Circle covers square 1

If the red and blue areas in each square are equal, they must each be half of the square. Let $A$ be the area of the square. Then we have $\frac{1}{4}\pi R^2 = \frac{A}{2}$ and $\pi r^2 = \frac{A}{2}$ . So $\begin{aligned} \frac{1}{4}\pi R^2 &= \pi r^2 \\ \frac{R^2}{r^2} &= 4 \\ \frac{R}{r} &= \boxed{2} \end{aligned}$

The larger circle, if completed, would cover 4 times the area, so it must have twice the radius of the smaller one.

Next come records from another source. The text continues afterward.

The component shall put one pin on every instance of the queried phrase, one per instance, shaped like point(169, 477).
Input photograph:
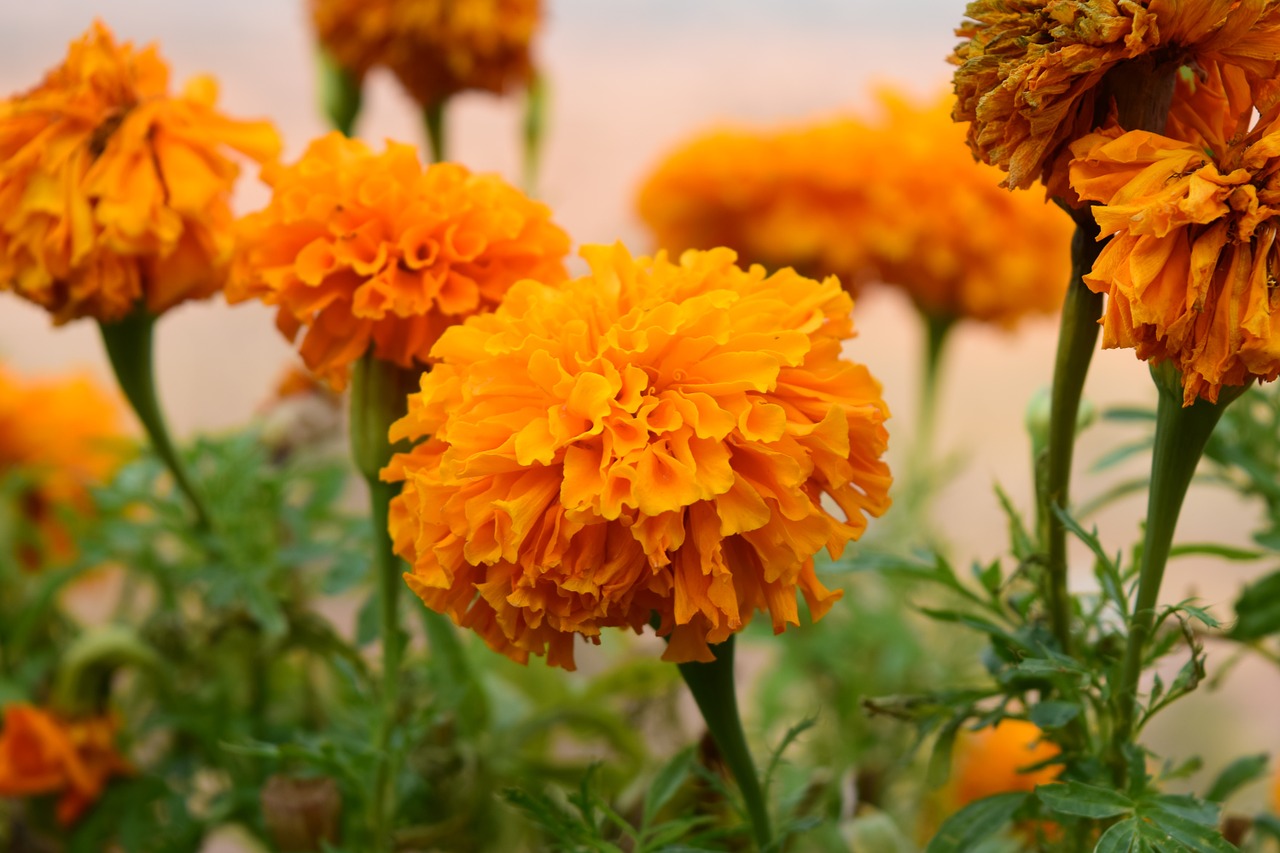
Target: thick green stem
point(937, 329)
point(341, 96)
point(1077, 340)
point(128, 347)
point(534, 132)
point(379, 397)
point(433, 118)
point(712, 685)
point(1182, 433)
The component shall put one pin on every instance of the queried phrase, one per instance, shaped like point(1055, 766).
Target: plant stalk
point(1182, 433)
point(712, 685)
point(433, 118)
point(1078, 337)
point(128, 347)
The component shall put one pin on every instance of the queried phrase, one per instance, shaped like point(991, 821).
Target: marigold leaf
point(1080, 799)
point(976, 821)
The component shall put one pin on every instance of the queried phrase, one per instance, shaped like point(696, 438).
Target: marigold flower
point(653, 438)
point(862, 199)
point(62, 436)
point(1189, 269)
point(1031, 72)
point(42, 753)
point(112, 190)
point(361, 247)
point(996, 760)
point(435, 48)
point(959, 246)
point(792, 197)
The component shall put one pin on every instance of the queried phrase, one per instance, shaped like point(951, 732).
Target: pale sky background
point(631, 78)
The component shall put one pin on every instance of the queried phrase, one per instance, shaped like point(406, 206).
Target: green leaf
point(1237, 775)
point(1162, 826)
point(1080, 799)
point(1124, 836)
point(1257, 610)
point(1054, 715)
point(974, 822)
point(666, 783)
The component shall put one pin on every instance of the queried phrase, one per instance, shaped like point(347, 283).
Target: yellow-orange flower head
point(112, 190)
point(1031, 72)
point(780, 199)
point(653, 438)
point(895, 199)
point(942, 229)
point(42, 753)
point(59, 437)
point(435, 48)
point(370, 249)
point(1191, 267)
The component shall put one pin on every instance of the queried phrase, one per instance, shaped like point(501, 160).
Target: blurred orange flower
point(653, 438)
point(796, 197)
point(996, 760)
point(435, 48)
point(1189, 269)
point(361, 247)
point(112, 190)
point(862, 199)
point(41, 753)
point(55, 474)
point(1033, 76)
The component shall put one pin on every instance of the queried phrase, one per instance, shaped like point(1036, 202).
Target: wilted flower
point(112, 190)
point(1191, 267)
point(652, 439)
point(370, 249)
point(59, 437)
point(1000, 760)
point(1036, 74)
point(435, 48)
point(42, 753)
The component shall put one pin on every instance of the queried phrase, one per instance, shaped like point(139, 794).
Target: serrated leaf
point(1124, 836)
point(1237, 775)
point(1054, 715)
point(666, 783)
point(1080, 799)
point(974, 822)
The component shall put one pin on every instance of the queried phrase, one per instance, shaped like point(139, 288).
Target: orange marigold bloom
point(1189, 269)
point(435, 48)
point(112, 190)
point(996, 760)
point(1033, 74)
point(42, 753)
point(863, 200)
point(792, 197)
point(653, 438)
point(949, 236)
point(60, 437)
point(361, 247)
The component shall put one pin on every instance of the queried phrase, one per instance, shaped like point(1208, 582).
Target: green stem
point(1077, 340)
point(433, 118)
point(128, 347)
point(937, 333)
point(379, 397)
point(1182, 433)
point(712, 685)
point(534, 131)
point(341, 96)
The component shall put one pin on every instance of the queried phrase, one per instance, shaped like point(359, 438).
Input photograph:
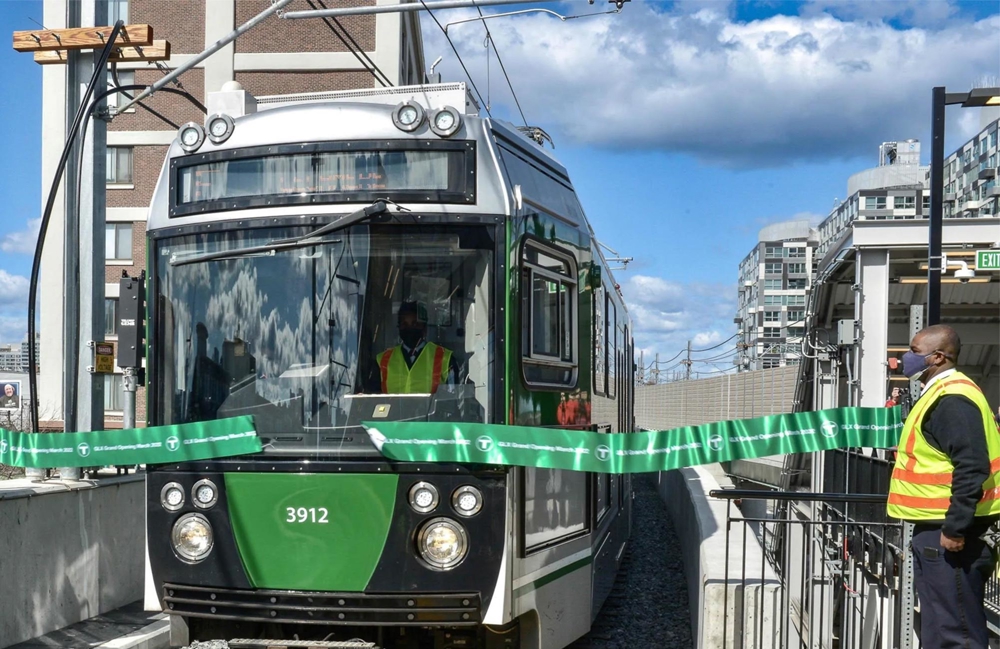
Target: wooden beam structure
point(80, 38)
point(158, 51)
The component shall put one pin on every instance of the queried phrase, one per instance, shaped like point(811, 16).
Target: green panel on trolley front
point(318, 532)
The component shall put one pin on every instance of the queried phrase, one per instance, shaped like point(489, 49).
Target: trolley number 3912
point(306, 515)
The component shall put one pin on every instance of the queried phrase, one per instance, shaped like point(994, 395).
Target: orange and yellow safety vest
point(920, 488)
point(428, 372)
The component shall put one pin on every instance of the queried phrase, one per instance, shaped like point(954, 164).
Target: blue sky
point(686, 126)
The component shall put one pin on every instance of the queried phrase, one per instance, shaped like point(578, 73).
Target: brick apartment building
point(277, 57)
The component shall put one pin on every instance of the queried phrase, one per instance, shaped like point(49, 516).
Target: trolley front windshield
point(297, 338)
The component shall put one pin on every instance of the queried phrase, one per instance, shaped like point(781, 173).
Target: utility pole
point(83, 390)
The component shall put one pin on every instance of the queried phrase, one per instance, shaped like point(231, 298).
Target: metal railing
point(824, 581)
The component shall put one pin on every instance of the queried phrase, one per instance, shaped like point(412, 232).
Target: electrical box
point(132, 321)
point(846, 332)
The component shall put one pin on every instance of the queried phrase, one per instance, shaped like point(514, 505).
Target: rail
point(840, 580)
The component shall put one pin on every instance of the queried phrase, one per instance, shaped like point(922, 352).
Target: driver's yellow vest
point(921, 481)
point(428, 372)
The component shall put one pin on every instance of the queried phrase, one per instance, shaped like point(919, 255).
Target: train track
point(648, 606)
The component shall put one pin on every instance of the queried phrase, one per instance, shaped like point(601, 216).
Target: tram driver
point(416, 366)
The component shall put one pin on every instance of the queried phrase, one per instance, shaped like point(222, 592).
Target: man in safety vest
point(947, 482)
point(416, 366)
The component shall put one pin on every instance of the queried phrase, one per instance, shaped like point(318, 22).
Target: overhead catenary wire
point(343, 35)
point(489, 36)
point(459, 56)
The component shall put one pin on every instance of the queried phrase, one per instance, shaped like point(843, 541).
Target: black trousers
point(951, 587)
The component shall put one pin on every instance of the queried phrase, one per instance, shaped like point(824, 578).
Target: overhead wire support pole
point(400, 8)
point(277, 6)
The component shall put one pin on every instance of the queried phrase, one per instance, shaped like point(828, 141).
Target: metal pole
point(409, 6)
point(937, 207)
point(219, 44)
point(130, 383)
point(83, 403)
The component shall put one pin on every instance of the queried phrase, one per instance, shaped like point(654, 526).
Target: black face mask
point(411, 337)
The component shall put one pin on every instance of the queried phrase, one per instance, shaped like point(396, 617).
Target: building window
point(111, 317)
point(875, 202)
point(118, 241)
point(117, 10)
point(119, 163)
point(118, 99)
point(549, 296)
point(113, 392)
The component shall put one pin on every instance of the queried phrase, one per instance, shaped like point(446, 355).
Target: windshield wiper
point(307, 240)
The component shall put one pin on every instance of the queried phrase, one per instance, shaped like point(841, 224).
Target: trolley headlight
point(204, 494)
point(172, 496)
point(443, 543)
point(446, 121)
point(192, 537)
point(192, 136)
point(467, 500)
point(423, 497)
point(220, 127)
point(408, 116)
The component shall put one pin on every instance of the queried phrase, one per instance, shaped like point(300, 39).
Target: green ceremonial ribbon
point(577, 450)
point(155, 445)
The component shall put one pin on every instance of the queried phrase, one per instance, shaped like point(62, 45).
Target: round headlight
point(467, 500)
point(446, 121)
point(423, 497)
point(408, 116)
point(204, 494)
point(192, 537)
point(191, 136)
point(172, 496)
point(220, 127)
point(443, 543)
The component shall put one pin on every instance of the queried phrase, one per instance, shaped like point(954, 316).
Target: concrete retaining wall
point(68, 552)
point(722, 603)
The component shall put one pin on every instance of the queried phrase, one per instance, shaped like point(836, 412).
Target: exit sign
point(988, 260)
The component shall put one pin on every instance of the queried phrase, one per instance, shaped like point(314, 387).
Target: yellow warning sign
point(105, 358)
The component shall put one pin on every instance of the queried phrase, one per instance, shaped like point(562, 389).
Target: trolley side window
point(548, 316)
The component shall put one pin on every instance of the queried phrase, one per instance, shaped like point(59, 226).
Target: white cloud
point(13, 288)
point(760, 93)
point(24, 241)
point(666, 315)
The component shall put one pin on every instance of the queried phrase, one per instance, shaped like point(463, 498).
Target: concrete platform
point(128, 627)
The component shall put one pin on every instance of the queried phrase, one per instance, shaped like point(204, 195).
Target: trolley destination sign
point(988, 260)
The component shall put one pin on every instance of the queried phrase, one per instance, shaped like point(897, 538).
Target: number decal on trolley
point(306, 515)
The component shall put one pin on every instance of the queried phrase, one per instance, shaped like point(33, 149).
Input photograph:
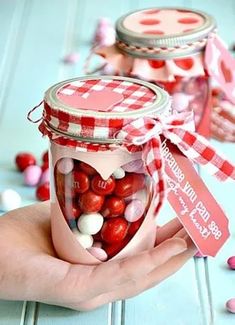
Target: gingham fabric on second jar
point(135, 96)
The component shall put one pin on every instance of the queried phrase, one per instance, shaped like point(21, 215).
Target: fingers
point(168, 230)
point(153, 278)
point(110, 275)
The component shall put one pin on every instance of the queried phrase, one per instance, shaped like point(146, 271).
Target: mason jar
point(102, 199)
point(166, 46)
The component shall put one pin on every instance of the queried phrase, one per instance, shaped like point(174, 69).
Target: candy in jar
point(112, 156)
point(99, 186)
point(176, 48)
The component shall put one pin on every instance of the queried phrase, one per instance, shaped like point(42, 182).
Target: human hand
point(30, 269)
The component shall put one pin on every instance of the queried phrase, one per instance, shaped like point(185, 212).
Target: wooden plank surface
point(35, 36)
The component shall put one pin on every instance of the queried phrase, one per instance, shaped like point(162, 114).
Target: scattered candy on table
point(23, 160)
point(9, 200)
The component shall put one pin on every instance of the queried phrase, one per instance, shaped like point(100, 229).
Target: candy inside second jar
point(103, 213)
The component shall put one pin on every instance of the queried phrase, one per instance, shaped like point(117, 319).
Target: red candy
point(113, 207)
point(134, 226)
point(81, 182)
point(114, 249)
point(43, 192)
point(129, 185)
point(87, 169)
point(91, 202)
point(102, 187)
point(114, 230)
point(45, 157)
point(23, 160)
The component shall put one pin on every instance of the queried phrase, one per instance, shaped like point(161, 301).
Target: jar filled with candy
point(167, 46)
point(103, 202)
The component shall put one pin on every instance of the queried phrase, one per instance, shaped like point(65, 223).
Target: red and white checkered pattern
point(176, 128)
point(136, 97)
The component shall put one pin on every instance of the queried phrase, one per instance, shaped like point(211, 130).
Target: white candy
point(86, 241)
point(99, 253)
point(90, 223)
point(119, 173)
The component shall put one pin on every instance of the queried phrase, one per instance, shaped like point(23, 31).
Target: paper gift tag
point(221, 66)
point(198, 211)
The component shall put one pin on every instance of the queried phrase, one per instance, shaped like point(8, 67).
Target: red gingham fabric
point(176, 128)
point(136, 96)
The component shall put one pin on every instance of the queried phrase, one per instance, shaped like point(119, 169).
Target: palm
point(30, 269)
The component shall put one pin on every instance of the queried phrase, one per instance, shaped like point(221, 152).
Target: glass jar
point(166, 46)
point(102, 200)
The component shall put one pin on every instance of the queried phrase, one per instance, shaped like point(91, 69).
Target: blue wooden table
point(34, 37)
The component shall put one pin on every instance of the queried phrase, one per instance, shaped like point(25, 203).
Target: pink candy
point(65, 165)
point(32, 175)
point(135, 166)
point(134, 210)
point(99, 253)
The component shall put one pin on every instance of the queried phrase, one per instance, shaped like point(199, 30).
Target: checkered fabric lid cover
point(98, 107)
point(163, 28)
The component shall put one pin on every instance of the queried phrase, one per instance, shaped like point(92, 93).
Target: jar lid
point(164, 32)
point(98, 107)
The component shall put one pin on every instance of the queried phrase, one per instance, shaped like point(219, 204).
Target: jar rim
point(132, 42)
point(159, 105)
point(89, 124)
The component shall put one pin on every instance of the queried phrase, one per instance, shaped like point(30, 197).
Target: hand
point(30, 269)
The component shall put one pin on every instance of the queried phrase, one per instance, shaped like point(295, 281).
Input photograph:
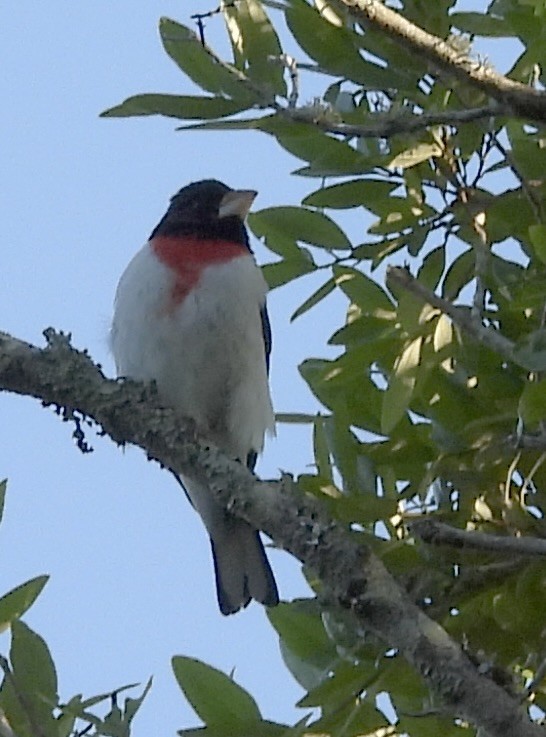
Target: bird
point(190, 315)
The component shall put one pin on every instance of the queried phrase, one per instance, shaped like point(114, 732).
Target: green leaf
point(35, 676)
point(530, 351)
point(299, 625)
point(186, 107)
point(194, 59)
point(415, 155)
point(334, 47)
point(299, 224)
point(285, 271)
point(397, 397)
point(432, 268)
point(3, 487)
point(363, 291)
point(317, 296)
point(254, 42)
point(459, 273)
point(532, 403)
point(327, 155)
point(321, 449)
point(16, 602)
point(537, 235)
point(216, 698)
point(358, 193)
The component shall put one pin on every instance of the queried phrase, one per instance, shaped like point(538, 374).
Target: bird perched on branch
point(190, 314)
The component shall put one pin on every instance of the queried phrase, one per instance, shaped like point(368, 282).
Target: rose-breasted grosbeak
point(190, 314)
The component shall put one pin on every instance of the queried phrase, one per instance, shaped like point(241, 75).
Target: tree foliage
point(433, 423)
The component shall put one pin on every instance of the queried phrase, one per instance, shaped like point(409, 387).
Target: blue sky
point(131, 578)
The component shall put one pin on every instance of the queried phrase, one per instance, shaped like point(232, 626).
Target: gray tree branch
point(61, 376)
point(438, 533)
point(523, 101)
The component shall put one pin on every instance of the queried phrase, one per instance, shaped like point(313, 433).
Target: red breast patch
point(188, 256)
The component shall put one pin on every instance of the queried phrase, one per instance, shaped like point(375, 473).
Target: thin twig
point(438, 533)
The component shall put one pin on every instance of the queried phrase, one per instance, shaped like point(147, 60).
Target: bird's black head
point(207, 209)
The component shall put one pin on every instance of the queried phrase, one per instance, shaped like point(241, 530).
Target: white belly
point(206, 354)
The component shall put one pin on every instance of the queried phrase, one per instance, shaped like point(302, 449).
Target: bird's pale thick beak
point(237, 202)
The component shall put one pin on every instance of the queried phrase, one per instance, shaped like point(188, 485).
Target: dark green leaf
point(3, 487)
point(415, 155)
point(285, 271)
point(317, 296)
point(35, 676)
point(481, 25)
point(133, 705)
point(334, 47)
point(186, 50)
point(432, 268)
point(300, 627)
point(185, 107)
point(358, 193)
point(398, 395)
point(215, 697)
point(363, 291)
point(255, 44)
point(530, 351)
point(16, 602)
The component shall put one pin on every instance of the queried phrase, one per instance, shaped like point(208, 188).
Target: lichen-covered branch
point(353, 577)
point(523, 101)
point(438, 533)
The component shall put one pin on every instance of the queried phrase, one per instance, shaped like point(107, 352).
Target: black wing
point(266, 331)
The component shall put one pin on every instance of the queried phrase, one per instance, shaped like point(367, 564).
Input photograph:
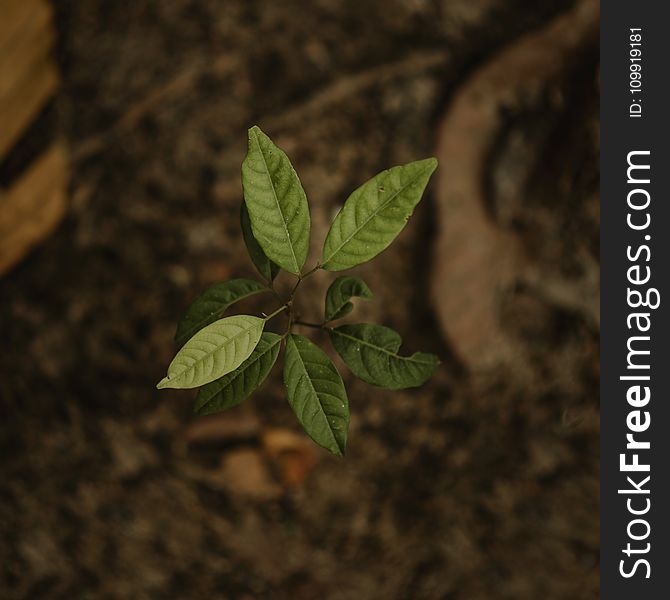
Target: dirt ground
point(483, 484)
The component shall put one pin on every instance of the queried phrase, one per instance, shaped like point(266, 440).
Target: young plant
point(228, 358)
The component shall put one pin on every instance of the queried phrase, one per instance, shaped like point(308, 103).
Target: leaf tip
point(163, 383)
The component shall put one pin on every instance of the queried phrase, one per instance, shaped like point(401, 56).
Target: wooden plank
point(21, 53)
point(29, 97)
point(33, 206)
point(17, 15)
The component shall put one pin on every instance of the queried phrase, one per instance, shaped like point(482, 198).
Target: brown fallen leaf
point(246, 473)
point(476, 261)
point(293, 454)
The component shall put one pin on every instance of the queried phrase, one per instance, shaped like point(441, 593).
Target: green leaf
point(371, 352)
point(235, 387)
point(217, 349)
point(277, 204)
point(316, 394)
point(265, 266)
point(375, 214)
point(211, 304)
point(339, 294)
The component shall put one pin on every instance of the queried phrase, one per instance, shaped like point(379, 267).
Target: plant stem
point(280, 309)
point(316, 268)
point(312, 325)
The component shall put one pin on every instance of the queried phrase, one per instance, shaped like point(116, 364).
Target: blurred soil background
point(481, 485)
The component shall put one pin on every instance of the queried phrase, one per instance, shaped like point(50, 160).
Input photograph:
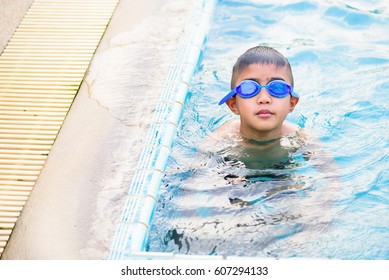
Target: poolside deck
point(57, 143)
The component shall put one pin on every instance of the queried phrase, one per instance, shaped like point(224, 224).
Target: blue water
point(334, 204)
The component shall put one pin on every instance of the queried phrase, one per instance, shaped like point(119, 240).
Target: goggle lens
point(250, 88)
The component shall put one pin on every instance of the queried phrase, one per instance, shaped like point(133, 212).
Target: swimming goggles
point(250, 88)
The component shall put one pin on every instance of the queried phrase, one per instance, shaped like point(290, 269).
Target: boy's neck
point(261, 136)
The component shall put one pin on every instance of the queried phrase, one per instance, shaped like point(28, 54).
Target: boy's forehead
point(265, 71)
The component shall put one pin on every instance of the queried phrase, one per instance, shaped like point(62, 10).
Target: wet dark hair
point(259, 55)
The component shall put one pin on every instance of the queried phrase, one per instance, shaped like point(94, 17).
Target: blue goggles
point(250, 88)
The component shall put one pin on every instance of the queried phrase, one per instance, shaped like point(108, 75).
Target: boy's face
point(262, 116)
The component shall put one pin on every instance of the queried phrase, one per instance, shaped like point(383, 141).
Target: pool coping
point(132, 232)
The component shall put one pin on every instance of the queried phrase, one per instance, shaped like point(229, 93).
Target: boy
point(262, 95)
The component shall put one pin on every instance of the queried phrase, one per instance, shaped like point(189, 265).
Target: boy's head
point(259, 55)
point(262, 92)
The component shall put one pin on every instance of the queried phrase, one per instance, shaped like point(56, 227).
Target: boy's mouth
point(264, 113)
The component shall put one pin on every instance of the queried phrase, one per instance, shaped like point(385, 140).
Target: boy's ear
point(231, 103)
point(293, 103)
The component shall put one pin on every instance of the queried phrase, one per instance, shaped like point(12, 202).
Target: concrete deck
point(78, 198)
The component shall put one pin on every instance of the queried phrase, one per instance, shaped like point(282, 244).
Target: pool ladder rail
point(41, 70)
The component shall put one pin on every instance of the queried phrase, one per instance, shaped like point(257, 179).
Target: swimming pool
point(212, 206)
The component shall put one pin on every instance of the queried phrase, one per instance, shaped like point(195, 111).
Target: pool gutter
point(132, 232)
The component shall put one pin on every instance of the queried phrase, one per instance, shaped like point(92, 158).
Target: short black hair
point(260, 55)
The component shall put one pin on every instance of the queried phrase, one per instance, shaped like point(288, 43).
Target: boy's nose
point(263, 96)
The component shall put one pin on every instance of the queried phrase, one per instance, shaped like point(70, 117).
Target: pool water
point(327, 199)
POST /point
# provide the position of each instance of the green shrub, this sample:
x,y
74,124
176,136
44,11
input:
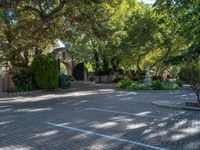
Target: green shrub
x,y
23,80
179,83
170,86
91,79
45,70
124,84
139,86
156,85
116,80
70,78
191,75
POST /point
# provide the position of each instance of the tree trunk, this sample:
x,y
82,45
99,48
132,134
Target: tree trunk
x,y
26,58
198,97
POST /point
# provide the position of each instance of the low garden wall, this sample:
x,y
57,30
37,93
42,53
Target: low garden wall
x,y
104,78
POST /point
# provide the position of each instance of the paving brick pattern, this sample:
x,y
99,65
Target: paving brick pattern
x,y
23,120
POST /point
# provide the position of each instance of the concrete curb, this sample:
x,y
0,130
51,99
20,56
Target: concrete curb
x,y
175,105
20,93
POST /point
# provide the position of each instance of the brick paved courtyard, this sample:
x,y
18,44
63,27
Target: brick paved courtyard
x,y
90,116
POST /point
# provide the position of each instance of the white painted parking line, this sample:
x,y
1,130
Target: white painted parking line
x,y
106,136
126,113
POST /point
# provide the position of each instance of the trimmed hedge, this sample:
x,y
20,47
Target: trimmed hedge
x,y
45,70
156,85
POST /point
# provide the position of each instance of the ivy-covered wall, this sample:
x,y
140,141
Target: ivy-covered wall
x,y
45,70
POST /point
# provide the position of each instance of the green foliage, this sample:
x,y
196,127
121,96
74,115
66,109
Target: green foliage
x,y
63,69
124,84
170,86
70,78
157,85
116,80
45,70
23,80
139,86
92,79
191,75
65,83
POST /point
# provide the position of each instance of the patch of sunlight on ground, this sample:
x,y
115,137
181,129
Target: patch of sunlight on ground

Assume that the area enclosed by each square is $2x$ . Then, the area covered by the circle of radius $R$ is $\frac{1}{4}\pi R^{2}=x$ . Solving for $R$ , we get $R=\sqrt{\frac{4x}{\pi }}=2\sqrt{\frac{x}{\pi }}$ . The area covered by the circle of radius $r$ is $\pi r^{2}=x$ . Solving for $r$ , we get $r=\sqrt{\frac{x}{\pi }}$ . As you can see, $R=2r$ , so therefore $\frac{R}{r}=2$ .

Boiling water solution

solution

Let a be the side of square. Then: $a^2-\frac{\pi R^2}{4} = a^2-\pi r^2$

$\frac{R^2}{r^2} = 4$

$\frac{R}{r} = 2$

Using area of sector formula; Area of quarter = 1/2 (R^2 θ) =1/4 (π R^2) Area of circle = π r^2

Let S be the side of a square. Then s^2 -(1/4) pi R^2 = S^2 = pi*r^2, R^2/4 = r^2, R/2 = r, R/r = 2

If the areas are equal, if the entire area was one that would mean the quarter circle radius is .5. That means the smaller full circle has a radius of .25 and .5/.25=2

Choose any positive number you want for "R".

$PinkCircleArea = Π*R^2$ ;

$PinkArea = PinkCircleArea / 4$ ;

$r = \sqrt{PinkArea / Π}$ ;

And $R/r$ always results in "2".

Area of the left sided quarter circle is A= 1/4x πR^2 and area of small circle on Rt side is πr^2 . Since both areas are equal therefore

1/4 X πR^2 = πr^2 => R^2/ r^2 = 4/1 => R/ r = 2